Every IP address in the world sometimes receives backscatter packets. DoS attacks are so pervasive that every usable IP address is usually spoofed, sometimes multiple times a day. Since backscatter is a network anomaly, most good firewalls discard it without comment.

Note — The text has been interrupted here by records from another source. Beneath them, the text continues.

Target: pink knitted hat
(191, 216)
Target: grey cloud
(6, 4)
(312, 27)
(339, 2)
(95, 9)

USU tracks backscatter when it arrives at our unallocated, dark IP addresses. We have a low priority local route that redirects packets from unallocated IPs to a darknet sensor. Here is
a typical sample:


15:13:14.516872 IP 206.217.203.90.80 > 129.123.37.0.24905: tcp 0
15:13:15.536700 IP 206.217.203.90.80 > 129.123.51.68.63505: tcp 0
15:13:16.659315 IP 206.217.203.90.80 > 129.123.174.47.20326: tcp 0
15:13:19.148559 IP 61.134.55.110.80 > 129.123.163.116.9280: tcp 0
15:13:19.704974 IP 61.134.55.110.80 > 129.123.153.27.56375: tcp 0
15:13:20.341612 IP 66.79.162.52.80 > 129.123.0.189.25977: tcp 0
15:13:20.619770 IP 222.211.80.133.80 > 129.123.135.33.8984: tcp 0
15:13:21.268089 IP 61.134.55.110.80 > 129.123.163.116.9280: tcp 0
15:13:22.276686 IP 61.134.55.110.80 > 129.123.153.27.56375: tcp 0
15:13:26.357499 IP 219.153.14.15.80 > 129.123.237.42.44338: tcp 0
15:13:28.755787 IP 219.153.14.15.80 > 129.123.237.42.44338: tcp 0
15:13:31.393294 IP 113.134.202.199.80 > 129.123.135.1.41854: tcp 0
15:13:32.719237 IP 66.79.162.52.80 > 129.123.51.16.1925: tcp 0
15:13:33.037530 IP 66.79.162.52.80 > 129.123.15.201.15155: tcp 0

In this 20 second sample, you can see backscatter from attacks against 6 different web servers:

  • 61.134.55.110 Shanxi(SN) province/China
  • 66.79.162.52 DCS Pacific Star/Los Altos, California
  • 113.134.202.199 Shanxi provice/China
  • 206.217.203.90 Hosting Services/Providence, Utah
  • 219.153.14.15 Chongqing province/China
  • 222.211.80.133 Sichuan province/China

It is not an accident that most of the DoS victims are in China. This has been the pattern for the last year or so. DoSing and being DoSed seems to be the Internet sport of choice in China. The Chinese are a major participant, but, they are not the only ones. This weeks backscatter seems to be dominated by two groups: One in China; The other in Europe.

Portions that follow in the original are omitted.